I realized I was filling in the blanks wrong
The last year has been hard for the people of Haiti. They are protesting against the president and a corrupt government that embezzles funds. They are also protesting against the increasing prices of gas and basic goods. There is no gas and people can’t get to the hospital. Kids haven’t gone to school since September, which is where many kids are fed each day. The international community supports the unjust systems of Haiti, but the people want the president out. When protesters try to get the attention of the higher-ups, they put up roadblocks because there are only two main roads in the country. The roadblocks can shut down the country and slow down business. It looks scary, but protesters feel this is the only way to make their voices heard. This is the first year our Haitian team said don’t come because of political instability and unrest. It is hard to be away, but we are doing all we can to help from Fairhope.

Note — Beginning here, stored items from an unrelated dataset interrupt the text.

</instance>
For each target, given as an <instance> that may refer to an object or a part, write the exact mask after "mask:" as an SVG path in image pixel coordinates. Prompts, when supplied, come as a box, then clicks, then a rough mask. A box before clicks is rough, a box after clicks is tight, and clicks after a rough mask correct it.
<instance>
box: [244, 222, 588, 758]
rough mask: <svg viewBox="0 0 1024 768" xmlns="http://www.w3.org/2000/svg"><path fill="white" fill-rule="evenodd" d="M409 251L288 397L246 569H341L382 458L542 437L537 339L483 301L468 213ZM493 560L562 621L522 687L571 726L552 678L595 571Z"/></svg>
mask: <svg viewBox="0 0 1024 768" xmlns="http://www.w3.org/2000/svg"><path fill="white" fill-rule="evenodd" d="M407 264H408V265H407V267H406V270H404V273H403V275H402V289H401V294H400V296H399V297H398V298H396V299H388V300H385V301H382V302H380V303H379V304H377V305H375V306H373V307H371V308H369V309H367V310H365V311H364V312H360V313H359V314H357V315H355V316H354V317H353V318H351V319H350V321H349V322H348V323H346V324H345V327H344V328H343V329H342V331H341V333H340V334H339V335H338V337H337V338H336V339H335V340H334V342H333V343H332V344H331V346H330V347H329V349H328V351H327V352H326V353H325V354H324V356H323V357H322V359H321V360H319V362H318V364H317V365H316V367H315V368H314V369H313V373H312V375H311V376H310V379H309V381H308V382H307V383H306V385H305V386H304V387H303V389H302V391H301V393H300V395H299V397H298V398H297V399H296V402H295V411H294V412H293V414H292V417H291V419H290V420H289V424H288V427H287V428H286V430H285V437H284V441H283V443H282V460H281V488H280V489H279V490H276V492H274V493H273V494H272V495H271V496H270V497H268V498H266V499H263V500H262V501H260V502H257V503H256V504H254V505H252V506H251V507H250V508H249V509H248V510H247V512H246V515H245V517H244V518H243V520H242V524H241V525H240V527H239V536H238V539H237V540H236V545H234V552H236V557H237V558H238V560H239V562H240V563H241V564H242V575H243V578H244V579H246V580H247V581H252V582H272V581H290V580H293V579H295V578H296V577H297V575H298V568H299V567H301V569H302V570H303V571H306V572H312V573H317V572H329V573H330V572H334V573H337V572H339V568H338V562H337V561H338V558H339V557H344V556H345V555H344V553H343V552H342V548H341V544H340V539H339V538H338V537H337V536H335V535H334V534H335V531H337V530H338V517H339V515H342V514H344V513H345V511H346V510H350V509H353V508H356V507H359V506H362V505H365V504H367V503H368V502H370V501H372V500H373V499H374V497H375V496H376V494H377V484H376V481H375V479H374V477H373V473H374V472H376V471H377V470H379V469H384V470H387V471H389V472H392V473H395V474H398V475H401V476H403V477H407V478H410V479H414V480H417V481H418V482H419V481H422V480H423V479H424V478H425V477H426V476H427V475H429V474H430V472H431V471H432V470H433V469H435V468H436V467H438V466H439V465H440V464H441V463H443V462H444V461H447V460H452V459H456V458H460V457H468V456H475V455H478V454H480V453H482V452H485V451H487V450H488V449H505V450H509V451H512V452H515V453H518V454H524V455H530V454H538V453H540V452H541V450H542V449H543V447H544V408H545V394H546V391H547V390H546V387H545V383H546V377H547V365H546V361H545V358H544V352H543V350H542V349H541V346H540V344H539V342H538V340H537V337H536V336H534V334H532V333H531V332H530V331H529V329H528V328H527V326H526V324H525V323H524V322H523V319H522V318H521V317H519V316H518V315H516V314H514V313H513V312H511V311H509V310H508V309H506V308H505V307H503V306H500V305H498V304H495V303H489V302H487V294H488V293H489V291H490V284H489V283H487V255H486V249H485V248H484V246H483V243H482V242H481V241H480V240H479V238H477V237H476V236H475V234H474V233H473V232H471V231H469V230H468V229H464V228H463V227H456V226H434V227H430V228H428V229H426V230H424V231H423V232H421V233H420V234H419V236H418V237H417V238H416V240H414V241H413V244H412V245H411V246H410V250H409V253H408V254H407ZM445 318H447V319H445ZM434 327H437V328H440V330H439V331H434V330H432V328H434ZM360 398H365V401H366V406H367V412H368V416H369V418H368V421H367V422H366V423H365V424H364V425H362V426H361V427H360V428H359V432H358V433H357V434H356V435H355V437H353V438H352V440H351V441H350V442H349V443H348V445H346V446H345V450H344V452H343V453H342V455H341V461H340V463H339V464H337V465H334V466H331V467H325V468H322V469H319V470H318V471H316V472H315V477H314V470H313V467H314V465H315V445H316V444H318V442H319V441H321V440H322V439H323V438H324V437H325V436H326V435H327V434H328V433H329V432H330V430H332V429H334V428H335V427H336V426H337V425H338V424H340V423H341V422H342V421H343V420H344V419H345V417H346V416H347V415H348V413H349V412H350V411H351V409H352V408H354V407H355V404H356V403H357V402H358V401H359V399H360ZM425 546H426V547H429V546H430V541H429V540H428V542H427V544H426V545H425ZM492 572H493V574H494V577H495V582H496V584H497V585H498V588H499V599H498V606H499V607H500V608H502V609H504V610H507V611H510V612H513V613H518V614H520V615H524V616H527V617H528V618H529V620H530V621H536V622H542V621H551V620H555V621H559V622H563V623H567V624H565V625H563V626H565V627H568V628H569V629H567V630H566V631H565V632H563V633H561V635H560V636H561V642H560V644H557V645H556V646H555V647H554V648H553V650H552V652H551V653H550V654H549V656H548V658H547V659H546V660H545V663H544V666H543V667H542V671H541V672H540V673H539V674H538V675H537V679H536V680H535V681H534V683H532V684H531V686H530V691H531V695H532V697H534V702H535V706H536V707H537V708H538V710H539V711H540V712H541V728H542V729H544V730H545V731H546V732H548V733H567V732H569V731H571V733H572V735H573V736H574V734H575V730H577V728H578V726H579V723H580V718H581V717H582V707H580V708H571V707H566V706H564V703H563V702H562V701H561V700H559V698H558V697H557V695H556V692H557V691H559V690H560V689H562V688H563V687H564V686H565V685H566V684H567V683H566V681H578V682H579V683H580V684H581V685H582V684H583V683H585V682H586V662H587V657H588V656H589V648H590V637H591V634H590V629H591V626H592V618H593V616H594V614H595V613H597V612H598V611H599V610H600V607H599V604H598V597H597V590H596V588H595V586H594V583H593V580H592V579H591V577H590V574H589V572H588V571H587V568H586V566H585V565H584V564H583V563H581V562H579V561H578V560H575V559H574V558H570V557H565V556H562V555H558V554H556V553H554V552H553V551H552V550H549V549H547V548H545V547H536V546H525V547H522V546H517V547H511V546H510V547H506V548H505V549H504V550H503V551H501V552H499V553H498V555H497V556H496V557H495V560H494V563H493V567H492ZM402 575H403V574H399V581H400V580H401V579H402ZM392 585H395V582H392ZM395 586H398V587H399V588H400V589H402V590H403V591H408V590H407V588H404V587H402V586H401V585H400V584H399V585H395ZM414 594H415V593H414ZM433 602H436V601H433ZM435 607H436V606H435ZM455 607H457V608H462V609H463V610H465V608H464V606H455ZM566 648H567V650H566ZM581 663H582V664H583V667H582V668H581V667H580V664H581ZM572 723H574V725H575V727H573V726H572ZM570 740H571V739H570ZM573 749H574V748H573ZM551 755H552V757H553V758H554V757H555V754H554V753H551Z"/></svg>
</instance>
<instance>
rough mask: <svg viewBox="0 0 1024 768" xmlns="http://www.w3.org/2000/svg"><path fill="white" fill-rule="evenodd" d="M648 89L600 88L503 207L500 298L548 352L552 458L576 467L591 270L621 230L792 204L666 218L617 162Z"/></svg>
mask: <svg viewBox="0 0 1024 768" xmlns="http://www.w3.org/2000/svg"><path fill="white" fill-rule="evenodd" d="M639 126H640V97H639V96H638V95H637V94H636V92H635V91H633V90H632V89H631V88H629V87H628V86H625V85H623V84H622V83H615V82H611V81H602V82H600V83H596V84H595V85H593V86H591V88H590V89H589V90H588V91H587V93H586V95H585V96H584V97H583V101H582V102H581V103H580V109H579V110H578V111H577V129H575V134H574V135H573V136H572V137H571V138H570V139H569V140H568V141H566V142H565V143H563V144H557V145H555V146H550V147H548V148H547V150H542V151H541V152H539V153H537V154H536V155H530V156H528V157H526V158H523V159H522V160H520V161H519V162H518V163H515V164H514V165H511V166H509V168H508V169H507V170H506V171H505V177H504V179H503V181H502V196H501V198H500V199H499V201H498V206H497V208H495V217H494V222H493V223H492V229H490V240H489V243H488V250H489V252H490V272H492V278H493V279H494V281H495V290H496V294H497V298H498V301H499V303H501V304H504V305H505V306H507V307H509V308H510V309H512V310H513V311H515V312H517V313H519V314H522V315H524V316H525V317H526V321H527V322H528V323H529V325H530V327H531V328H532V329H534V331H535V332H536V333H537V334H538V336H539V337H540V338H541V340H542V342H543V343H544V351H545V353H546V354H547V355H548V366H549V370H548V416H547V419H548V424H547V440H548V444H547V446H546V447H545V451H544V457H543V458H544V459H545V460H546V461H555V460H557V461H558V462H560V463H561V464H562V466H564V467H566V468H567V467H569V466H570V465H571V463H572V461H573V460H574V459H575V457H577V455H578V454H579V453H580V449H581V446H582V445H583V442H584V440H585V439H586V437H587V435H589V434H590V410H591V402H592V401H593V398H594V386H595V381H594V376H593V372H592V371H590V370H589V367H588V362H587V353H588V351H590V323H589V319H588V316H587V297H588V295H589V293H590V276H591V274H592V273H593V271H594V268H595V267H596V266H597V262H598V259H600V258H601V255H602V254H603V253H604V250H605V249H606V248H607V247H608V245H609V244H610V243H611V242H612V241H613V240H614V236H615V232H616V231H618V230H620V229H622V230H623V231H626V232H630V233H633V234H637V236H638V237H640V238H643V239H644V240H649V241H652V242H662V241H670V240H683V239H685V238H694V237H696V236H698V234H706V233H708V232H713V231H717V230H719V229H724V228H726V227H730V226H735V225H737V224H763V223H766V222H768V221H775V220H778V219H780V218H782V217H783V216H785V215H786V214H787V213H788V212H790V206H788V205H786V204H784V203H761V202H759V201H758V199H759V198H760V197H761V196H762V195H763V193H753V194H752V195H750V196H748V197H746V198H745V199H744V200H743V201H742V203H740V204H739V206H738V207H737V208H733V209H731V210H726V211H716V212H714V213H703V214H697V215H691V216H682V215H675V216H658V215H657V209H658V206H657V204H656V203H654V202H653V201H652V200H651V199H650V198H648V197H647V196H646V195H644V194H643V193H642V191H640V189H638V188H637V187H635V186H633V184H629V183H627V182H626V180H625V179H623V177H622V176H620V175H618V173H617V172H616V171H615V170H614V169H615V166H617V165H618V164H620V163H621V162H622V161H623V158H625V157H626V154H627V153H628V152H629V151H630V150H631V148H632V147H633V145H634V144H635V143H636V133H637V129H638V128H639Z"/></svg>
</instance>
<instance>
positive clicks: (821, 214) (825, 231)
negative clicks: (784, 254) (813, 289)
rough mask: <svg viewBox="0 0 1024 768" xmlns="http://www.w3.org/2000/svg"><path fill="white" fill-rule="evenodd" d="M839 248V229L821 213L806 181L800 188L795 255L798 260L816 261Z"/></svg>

Our Konbit family director is like the mom of our community. She is running a Christmas camp from Dec. 4 to 25 to educate and feed the children because they have only been eating every couple of days without school. Food is expensive in Haiti because everything is imported. It costs $3,000 a week to feed them and all donations to Konbit right now are going to to this. We have buried children in our village because they didn’t have enough to eat. Instead of feeling helpless and hopeless, our team is trying to find solutions and other options for our kids. We are trusting God will provide.
Human trafficking is also an issue. We are near the beach and there is a big push for girls being trafficked because how else can you eat? People from the mountains are sending their kids down to work and they get trafficked. We have one gas station/market in our community and men approach teenagers with the magic phrase, ‘do you want me to pay for my school?’ The kids say sure, and that is how they get them. They think they are going to the Dominican Republic to get a job and get trafficked there, too. We started an anti-trafficking ministry that makes concrete goods and we sell them. The conversation has changed from I can’t believe that girl was doing this to how can we let this happen to the kids in our community?
I believe in the power of grassroots movements. Konbit with our partners and staff is making a big difference in the community and we have seen it change before our eyes. Kids started going to school and found purpose in their lives. It is a blessing to see what people can do when they are believed in.
Haiti has also changed my outlook on poverty and I am aware of my privilege. I can take my passport and go anywhere or get into a doctor when I need to. Haitians can’t even get a visa to go to the Dominican Republic. It is about to be 2020 and our community still doesn’t have power. We have solar panels at our house, so neighbors come to us to charge their phones or use their laptops. We use the word need a lot in the U.S., me too. But so many things are not needs. We wear busy like a badge and that keeps us from experiencing life and God. Haiti understands what they don’t have and that others take advantage of them. They have believe that God is with them and hasn’t abandoned them and that is enough. Their faith is so deep.
The more you talk to people and work together, the more you understand we are more the same than different. I realized I was filling the blanks in wrong. Biased judgments are another way to put walls up between us and them. Put them in a specific box and keep moving. After I realized it was just us, my heart opened to seeing my brother and sister have real issues, how can I help them? Sometimes we need the other person to be weaker than us to be stronger, but that is a wrong construct. We are equals. Our Haitian team knows they can tell us the truth and teach us.
Our name Konbit is a Haitian word for working together for a common purpose. That is how Haitians live their lives. They will share the last plate of food they have left. If their friend or relative needs help, they will give it. I have learnedabout being generous from them. It is an honor and privilege to be able to share their stories when we come back home to Fairhope. I don’t think we knew this would be our life’s work, now I can’t imagine doing anything else. I am hoping we can get back in the new year.”